Using the code above, I get training and test set accuracy hovering around 50-60%. Maybe I'm just using bad features, but I wanted to test to see what might be wrong, so I manually set all the labels and features to something that should be predictable:
labels_all[:500] = 1
labels_all[500:] = 0
features_all[:500] = np.ones(192)*500
features_all[500:] = np.ones(192)
So I set the first 500 samples to have a label of 1, everything else is labelled 0. I set all the features manually to 500 for each of the first 500 samples, and all other features (for the rest of the samples) get a 1
When I run this, I get training accuracy of around 65%, and validation accuracy around 0%. I was expecting both accuracies to be extremely high/almost perfect - is this incorrect? My thinking was that the features with extremely high values all have the same label (1), while the features with low values get a 0 label
Mostly I'm just wondering if my code/model is incorrect or whether my logic is wrong.
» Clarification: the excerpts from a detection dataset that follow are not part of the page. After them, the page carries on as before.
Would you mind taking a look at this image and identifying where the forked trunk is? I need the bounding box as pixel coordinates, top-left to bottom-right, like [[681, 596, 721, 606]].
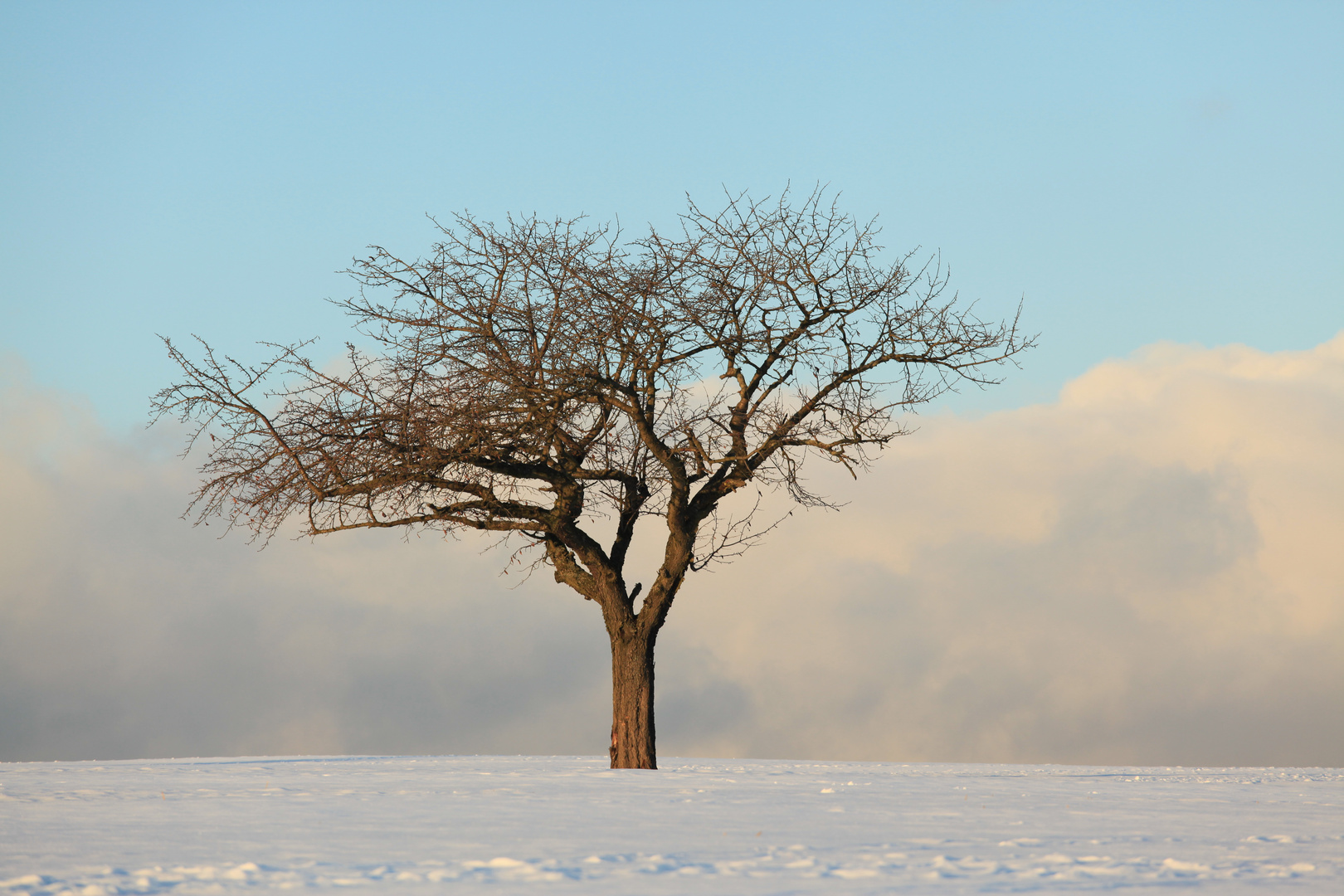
[[611, 634, 659, 768]]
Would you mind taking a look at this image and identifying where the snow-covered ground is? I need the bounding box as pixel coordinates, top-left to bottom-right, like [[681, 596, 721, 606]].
[[0, 757, 1344, 896]]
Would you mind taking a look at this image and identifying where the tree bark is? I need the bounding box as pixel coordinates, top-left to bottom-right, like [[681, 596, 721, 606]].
[[611, 633, 659, 768]]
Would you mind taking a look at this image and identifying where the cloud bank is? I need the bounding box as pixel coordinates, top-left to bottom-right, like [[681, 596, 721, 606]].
[[0, 334, 1344, 766]]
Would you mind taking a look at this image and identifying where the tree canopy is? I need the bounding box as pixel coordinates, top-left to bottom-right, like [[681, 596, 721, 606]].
[[154, 191, 1031, 767]]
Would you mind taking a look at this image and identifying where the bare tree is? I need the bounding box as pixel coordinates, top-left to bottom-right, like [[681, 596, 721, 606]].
[[154, 191, 1031, 768]]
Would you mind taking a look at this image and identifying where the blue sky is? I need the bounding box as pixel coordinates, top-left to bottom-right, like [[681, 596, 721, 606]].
[[0, 2, 1344, 429], [0, 2, 1344, 766]]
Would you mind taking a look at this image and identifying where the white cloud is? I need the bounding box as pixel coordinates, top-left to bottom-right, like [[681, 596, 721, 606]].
[[0, 334, 1344, 764]]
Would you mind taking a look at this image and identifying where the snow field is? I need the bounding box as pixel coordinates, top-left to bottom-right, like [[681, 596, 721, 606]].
[[0, 757, 1344, 896]]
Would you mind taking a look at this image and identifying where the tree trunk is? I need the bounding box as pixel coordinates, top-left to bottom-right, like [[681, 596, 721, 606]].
[[611, 634, 659, 768]]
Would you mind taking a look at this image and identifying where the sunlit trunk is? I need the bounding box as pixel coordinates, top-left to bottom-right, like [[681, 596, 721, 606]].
[[611, 634, 659, 768]]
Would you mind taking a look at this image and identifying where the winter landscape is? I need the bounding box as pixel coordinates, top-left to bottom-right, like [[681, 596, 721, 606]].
[[0, 0, 1344, 896], [0, 757, 1344, 896]]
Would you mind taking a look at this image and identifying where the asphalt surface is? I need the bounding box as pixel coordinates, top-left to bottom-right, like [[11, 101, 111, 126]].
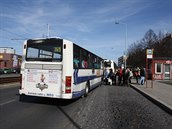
[[0, 83, 172, 129]]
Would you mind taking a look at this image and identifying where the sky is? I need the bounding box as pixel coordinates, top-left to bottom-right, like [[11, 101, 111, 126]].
[[0, 0, 172, 62]]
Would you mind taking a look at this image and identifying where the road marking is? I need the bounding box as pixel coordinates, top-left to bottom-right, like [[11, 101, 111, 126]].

I don't know that library, so I can't tell you if this is correctly implemented, but it looks legit.
I think your problem lies with activation function - tanh(500)=1 and tanh(1)=0.76. This difference seem too small for me. Try using -1 instead of 500 for testing purposes and normalize your real data to something about [-2, 2]. If you need full real numbers range, try using linear activation function. If you only care about positive half on real numbers, I propose softplus or ReLU. I've checked and all those functions are provided with Keras.
You can try thresholding your output too - answer 0.75 when expecting 1 and 0.25 when expecting 0 are valid, but may impact you accuracy.
Also, try tweaking your parameters. I can propose (basing on my own experience) that you'd use:
I'd say that learning rate, number of epochs, momentum and lambda are the most important factors here - in order from most to least important.
PS. I've just spotted that you're initializing your weights uniformly (is that even a word? I'm not a native speaker...). I can't tell you why, but my intuition tells me that this is a bad idea. I'd go with random initial weights.